There are several alternatives to double-cylinder locks. You can replace the glass with shatter-resistant glazing, or back up the glass with shatter-resistant glazing. You can wire the glass to an alarm or, if glass is built into the door, replace it with a solid-core door.

Good deadbolts deter most thieves—as long as you keep them locked—but diligent bad guys can exploit their weaknesses. Fortunately, with modest effort you or a locksmith can reinforce deadbolts:

  • If your deadbolt came with puny screws, replace them with the longest, thickest steel screws that fit.
  • If you want to protect against the remote chance that a burglar would pick your lock, replace cylinder locks with high-security ones.
  • Most cylinder deadbolts and some interconnected locksets have weakly secured strikes for the doorframe, usually secured with two 3/4-inch screws. Replace these screws with two- or three-inch ones. An even better solution: Replace the regular strike plate with a “security strike” or “strike box” that has holes for additional screws. One type is about six inches long and has holes for four or six screws; make sure holes are at least one inch apart. Another type has a metal cup welded to the plate (into which the bolt protrudes) and extra screw holes in the bottom of the cup (see Figure 3). Most stores sell security strikes for $2 to $10.
  • To install tubular deadbolts, two large holes are drilled in the door—one for the cylinder-and-lock mechanism, and one for the bolt. The holes weaken the door, but you can reinforce it by installing a metal door channel (see Figure 4) around the door in the area of the lock. Brass-plated channels cost $10 to $40. Avoid channels that are less than eight inches high.
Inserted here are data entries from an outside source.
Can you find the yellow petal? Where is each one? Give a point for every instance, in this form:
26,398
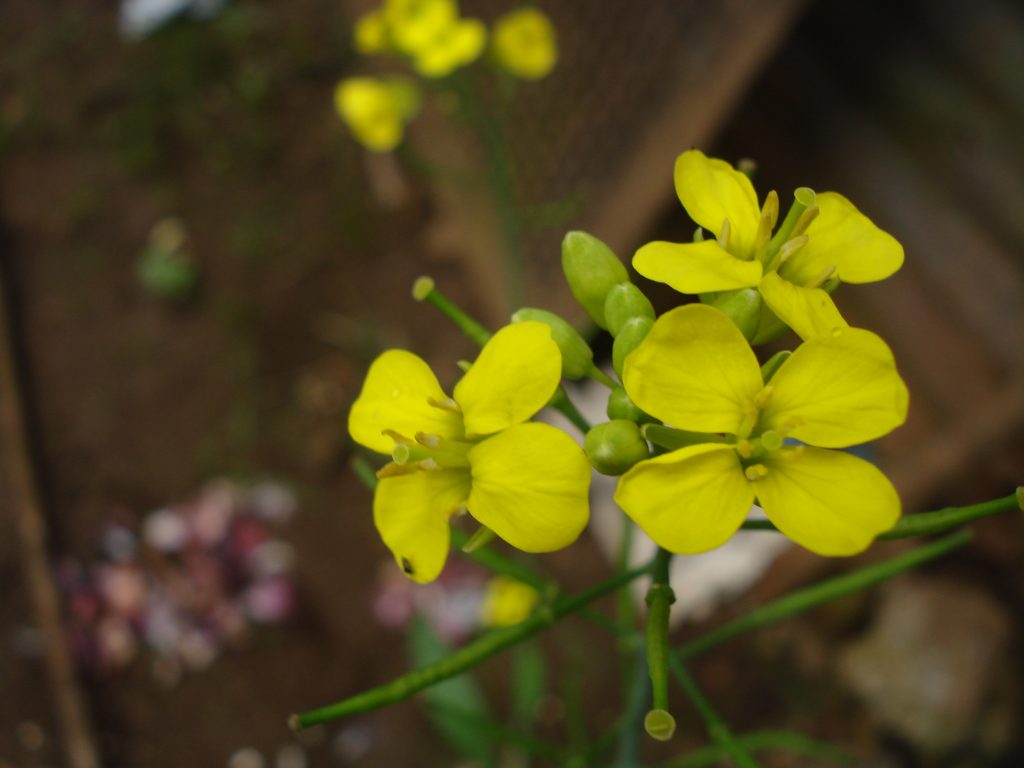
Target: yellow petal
844,238
695,267
507,601
838,390
827,501
412,515
712,190
809,311
689,501
373,110
530,486
694,371
395,396
515,376
371,33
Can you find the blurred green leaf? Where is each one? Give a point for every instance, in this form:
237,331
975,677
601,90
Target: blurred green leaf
445,699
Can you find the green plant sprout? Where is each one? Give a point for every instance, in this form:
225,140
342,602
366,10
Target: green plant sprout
698,430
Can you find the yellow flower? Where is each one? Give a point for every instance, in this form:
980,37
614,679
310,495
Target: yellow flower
696,372
839,244
524,43
432,35
471,453
377,111
507,601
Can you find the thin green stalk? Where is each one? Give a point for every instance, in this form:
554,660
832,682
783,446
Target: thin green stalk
659,723
833,589
497,563
498,732
768,740
465,658
628,750
565,407
425,290
717,728
926,523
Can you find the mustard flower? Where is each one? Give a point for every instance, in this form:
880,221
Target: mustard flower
696,372
473,452
523,43
830,241
507,601
377,111
430,33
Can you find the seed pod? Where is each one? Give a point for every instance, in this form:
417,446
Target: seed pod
621,407
623,303
629,339
614,446
591,270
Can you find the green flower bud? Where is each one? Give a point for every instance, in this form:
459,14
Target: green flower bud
743,306
625,302
628,339
591,269
773,364
578,358
614,446
621,407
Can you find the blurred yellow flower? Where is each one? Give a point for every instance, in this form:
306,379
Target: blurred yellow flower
507,601
696,372
523,43
377,111
472,453
430,33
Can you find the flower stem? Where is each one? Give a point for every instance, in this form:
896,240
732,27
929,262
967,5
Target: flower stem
658,723
926,523
464,658
832,589
566,408
717,728
425,290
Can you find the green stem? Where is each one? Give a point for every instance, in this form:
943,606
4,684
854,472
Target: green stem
833,589
425,290
565,407
465,658
926,523
601,378
658,722
501,182
768,740
717,728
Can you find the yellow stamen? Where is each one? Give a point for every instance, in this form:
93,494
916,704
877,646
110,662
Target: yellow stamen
756,472
445,404
805,221
769,217
762,397
725,235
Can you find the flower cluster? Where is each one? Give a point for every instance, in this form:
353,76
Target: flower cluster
698,428
434,40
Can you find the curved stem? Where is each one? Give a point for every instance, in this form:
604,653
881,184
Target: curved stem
463,659
832,589
926,523
659,598
717,728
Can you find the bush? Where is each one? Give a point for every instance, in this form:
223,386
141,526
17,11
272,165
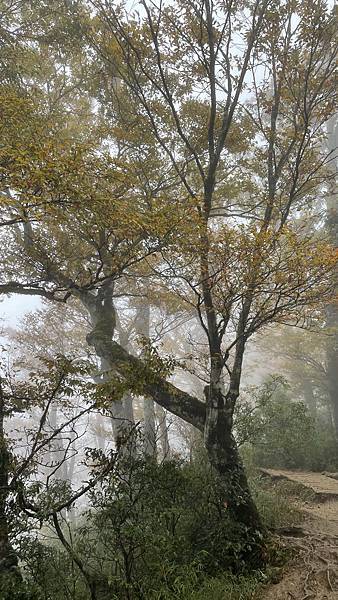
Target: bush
281,431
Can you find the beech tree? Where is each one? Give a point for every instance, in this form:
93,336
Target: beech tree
232,99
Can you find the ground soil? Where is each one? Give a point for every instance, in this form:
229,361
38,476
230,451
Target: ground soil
312,573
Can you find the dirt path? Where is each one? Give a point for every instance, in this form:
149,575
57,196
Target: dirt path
313,572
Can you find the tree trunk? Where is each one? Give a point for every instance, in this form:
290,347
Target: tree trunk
310,399
332,309
163,436
150,449
8,557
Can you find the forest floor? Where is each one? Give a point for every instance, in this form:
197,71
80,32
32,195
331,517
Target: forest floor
312,573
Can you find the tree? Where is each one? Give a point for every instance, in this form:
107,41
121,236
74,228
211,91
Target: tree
25,451
232,99
182,67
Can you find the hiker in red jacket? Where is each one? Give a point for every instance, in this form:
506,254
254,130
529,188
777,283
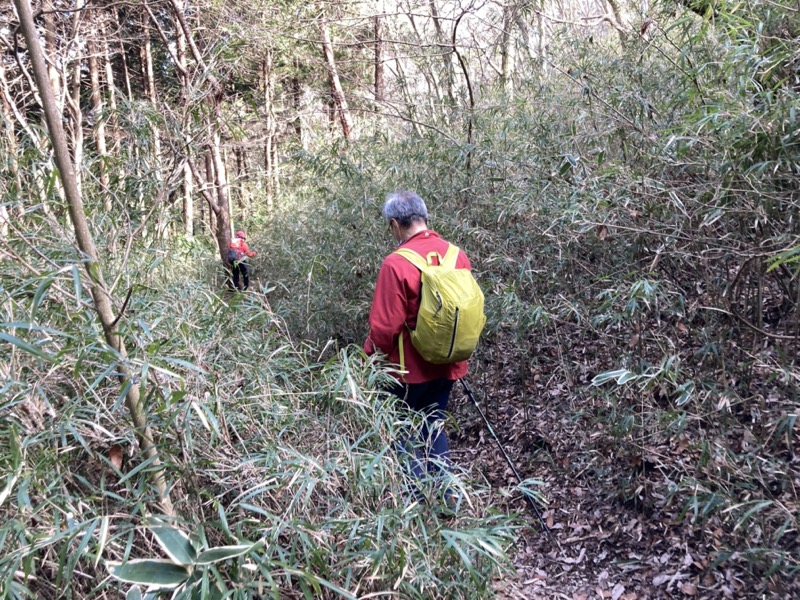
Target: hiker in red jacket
238,253
424,386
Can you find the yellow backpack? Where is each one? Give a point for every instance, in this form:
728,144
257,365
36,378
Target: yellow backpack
450,317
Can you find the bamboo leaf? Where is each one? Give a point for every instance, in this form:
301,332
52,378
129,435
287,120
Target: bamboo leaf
176,544
222,553
159,572
25,346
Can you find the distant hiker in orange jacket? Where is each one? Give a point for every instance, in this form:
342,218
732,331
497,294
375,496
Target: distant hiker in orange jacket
238,253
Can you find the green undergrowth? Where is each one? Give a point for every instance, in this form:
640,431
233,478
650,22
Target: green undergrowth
279,453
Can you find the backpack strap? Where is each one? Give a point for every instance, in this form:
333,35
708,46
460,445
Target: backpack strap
412,257
448,260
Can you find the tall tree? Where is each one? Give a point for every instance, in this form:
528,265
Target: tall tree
214,186
342,112
101,296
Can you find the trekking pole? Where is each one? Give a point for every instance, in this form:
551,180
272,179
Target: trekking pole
531,503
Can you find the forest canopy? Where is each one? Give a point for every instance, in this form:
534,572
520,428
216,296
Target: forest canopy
624,177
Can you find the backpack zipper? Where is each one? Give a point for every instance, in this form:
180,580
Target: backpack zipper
453,340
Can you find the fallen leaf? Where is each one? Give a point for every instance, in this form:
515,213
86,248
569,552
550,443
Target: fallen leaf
618,590
662,579
115,456
688,588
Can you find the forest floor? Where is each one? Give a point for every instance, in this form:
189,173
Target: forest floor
614,531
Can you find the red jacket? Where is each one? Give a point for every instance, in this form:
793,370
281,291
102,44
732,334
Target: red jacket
241,248
396,303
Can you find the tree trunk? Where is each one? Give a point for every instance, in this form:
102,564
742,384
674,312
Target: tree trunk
74,101
10,148
219,207
188,183
270,166
51,42
112,95
507,50
126,73
379,87
447,52
150,87
100,296
337,93
100,128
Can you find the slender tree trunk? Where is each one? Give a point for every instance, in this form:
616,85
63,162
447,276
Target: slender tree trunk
112,94
541,30
379,88
270,168
99,292
11,149
337,93
447,52
434,88
188,182
507,50
219,205
100,127
123,55
51,43
150,87
74,101
297,100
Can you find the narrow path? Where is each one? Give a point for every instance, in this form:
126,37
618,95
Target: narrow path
615,533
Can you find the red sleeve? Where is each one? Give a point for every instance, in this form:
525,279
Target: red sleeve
388,313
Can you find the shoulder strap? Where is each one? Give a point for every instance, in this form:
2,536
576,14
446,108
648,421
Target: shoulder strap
448,260
412,257
451,257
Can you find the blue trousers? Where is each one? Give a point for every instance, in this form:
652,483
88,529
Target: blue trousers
428,450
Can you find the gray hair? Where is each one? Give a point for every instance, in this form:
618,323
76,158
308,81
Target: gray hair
406,207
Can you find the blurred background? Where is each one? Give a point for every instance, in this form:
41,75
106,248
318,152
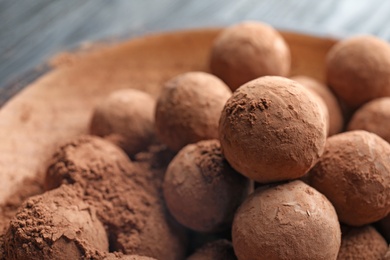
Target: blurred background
31,31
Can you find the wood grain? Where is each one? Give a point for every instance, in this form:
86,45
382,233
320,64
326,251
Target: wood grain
58,105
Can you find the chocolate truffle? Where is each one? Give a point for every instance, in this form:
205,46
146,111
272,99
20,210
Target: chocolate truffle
353,173
127,257
362,243
383,227
358,69
288,221
336,120
201,190
387,255
189,108
125,117
271,129
373,117
216,250
135,217
249,50
55,225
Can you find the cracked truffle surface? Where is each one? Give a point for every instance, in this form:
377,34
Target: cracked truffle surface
287,221
271,129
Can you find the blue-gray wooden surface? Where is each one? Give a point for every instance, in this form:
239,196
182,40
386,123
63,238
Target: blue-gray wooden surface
33,30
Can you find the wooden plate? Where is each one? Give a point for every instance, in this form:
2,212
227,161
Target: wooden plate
59,104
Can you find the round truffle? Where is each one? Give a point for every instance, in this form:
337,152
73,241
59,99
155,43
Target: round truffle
217,250
189,108
125,117
373,117
271,129
383,226
353,173
113,256
336,121
387,255
55,225
288,221
249,50
358,69
362,243
201,190
134,216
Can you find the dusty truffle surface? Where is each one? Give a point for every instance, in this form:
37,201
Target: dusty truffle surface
188,109
125,117
249,50
288,221
127,257
336,121
373,117
134,216
353,173
268,121
216,250
56,225
383,227
358,69
201,190
362,243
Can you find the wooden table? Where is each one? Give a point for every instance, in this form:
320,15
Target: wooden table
31,31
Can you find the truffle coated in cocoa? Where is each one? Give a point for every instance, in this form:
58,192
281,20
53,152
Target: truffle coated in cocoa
134,216
188,109
114,256
217,250
125,117
268,121
201,190
358,69
354,174
56,225
383,227
361,243
287,221
336,121
249,50
373,117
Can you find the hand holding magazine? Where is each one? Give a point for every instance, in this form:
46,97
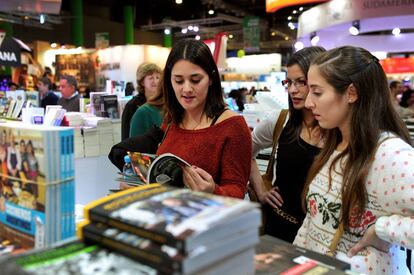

Relatively handy homeowners should be able to install most types of locks. You’ll need one or two special drill bits to make large-diameter holes with a 3/8-inch electric drill. Most homeowners should be able to add a vertical or horizontal deadbolt lock to a basement door, or to a backdoor that does not need to be unlocked from the outside, by using a small bit to drill the screw holes. Discard the through-the-door cylinder assembly and retainer plate, and mount the rest of the lock on the inside of the door, as it would normally be installed.